= Horace Edgar Buckridge =

Australian explorer (1877–1903)

Buckridge holding puppies during the Discovery Expedition in Antarctica.

Horace Edgar Buckridge (1877 - 7 December 1903) was an English-born Australian soldier and explorer. A veteran of the Second Boer War and former laboratory assistant with the Discovery Expedition, Buckridge died at sea while attempting to sail from New Zealand to London.

After emigrating to Australia from England, Buckridge served for a year in the Second Boer War with the New South Wales Imperial Bushmen, attaining the rank of Sergeant-Major. He then joined the Discovery Expedition at Simons Bay, Cape Town, South Africa. While in Antarctica, Buckridge played the role of Mrs Quiver in Ticket of Leave, an adaptation of a Victorian farce by Watts Phillips believed to be the first play ever performed in Antarctica. Buckridge received a commendation from Robert Falcon Scott for saving another person's life.

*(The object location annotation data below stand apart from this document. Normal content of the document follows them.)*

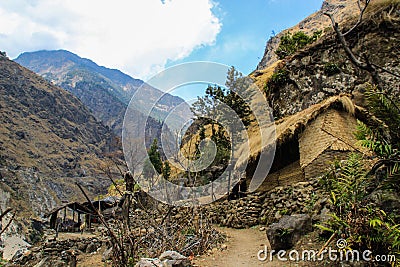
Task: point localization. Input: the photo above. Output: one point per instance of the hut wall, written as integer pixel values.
(290, 174)
(322, 163)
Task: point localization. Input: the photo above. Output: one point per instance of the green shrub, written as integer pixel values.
(290, 43)
(331, 69)
(279, 78)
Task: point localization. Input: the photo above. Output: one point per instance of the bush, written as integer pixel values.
(279, 78)
(291, 43)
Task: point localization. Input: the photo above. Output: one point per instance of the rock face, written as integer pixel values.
(48, 141)
(284, 234)
(322, 69)
(312, 23)
(106, 92)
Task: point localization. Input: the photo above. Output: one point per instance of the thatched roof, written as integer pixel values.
(289, 127)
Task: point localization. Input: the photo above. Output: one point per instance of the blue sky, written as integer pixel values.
(143, 37)
(246, 27)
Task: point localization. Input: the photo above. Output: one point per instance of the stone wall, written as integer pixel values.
(266, 207)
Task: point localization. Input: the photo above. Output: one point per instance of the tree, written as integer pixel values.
(154, 160)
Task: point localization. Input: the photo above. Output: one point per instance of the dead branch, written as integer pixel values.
(360, 17)
(9, 222)
(5, 213)
(366, 65)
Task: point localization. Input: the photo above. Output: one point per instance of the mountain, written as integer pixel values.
(322, 69)
(344, 10)
(48, 141)
(105, 91)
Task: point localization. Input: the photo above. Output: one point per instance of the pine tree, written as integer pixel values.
(154, 160)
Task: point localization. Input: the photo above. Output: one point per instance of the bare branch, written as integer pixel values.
(360, 17)
(9, 222)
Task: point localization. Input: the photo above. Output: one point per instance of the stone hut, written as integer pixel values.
(310, 140)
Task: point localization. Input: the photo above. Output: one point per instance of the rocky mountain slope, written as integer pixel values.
(343, 9)
(105, 91)
(322, 69)
(48, 141)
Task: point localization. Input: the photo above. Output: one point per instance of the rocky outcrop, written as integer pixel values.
(314, 22)
(323, 69)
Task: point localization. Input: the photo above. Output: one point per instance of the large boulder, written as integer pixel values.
(285, 233)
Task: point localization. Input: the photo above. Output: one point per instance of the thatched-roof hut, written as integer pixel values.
(308, 141)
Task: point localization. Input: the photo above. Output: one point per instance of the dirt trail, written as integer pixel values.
(242, 248)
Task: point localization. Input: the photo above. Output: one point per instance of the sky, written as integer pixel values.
(143, 37)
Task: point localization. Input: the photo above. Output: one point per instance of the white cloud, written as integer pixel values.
(137, 36)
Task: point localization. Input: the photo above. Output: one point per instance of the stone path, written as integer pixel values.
(242, 248)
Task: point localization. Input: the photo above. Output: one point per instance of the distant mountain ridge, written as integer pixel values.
(48, 141)
(105, 91)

Buckridge took part in several sledging journeys with the expedition, including a journey of over seven weeks led by Lt. Albert Armitage. He was then assigned laboratory duty, which kept him aboard ship for 11 hours a day. He began to find the experience monotonous. In March 1903 he left the Expedition, sailing to Lyttelton, New Zealand aboard the Morning. He then joined the crew of the Tilikum, a so-called "Indian war canoe" that was attempting a circumnavigation of the Earth under Captain John Voss.

Buckridge soon commissioned the construction of his own yacht, the Kia Ora, with the intent of sailing around the world. After the launching of the Kia Ora on 14 October 1903, Buckridge set sail from New Zealand for London with a companion named Sowden, who had no prior sailing experience. While at sea, Buckridge was injured aboard the yacht near the Chatham Islands. Sowden failed to help him, and Buckridge died at sea on 7 December 1903. Sowden returned to New Zealand alone. The court which held an inquiry into Buckridge's death concluded "that the account by Sowden, the survivor, of the circumstances attending Buckridge's death, was extraordinary and unsatisfactory." Buckridge was buried at sea.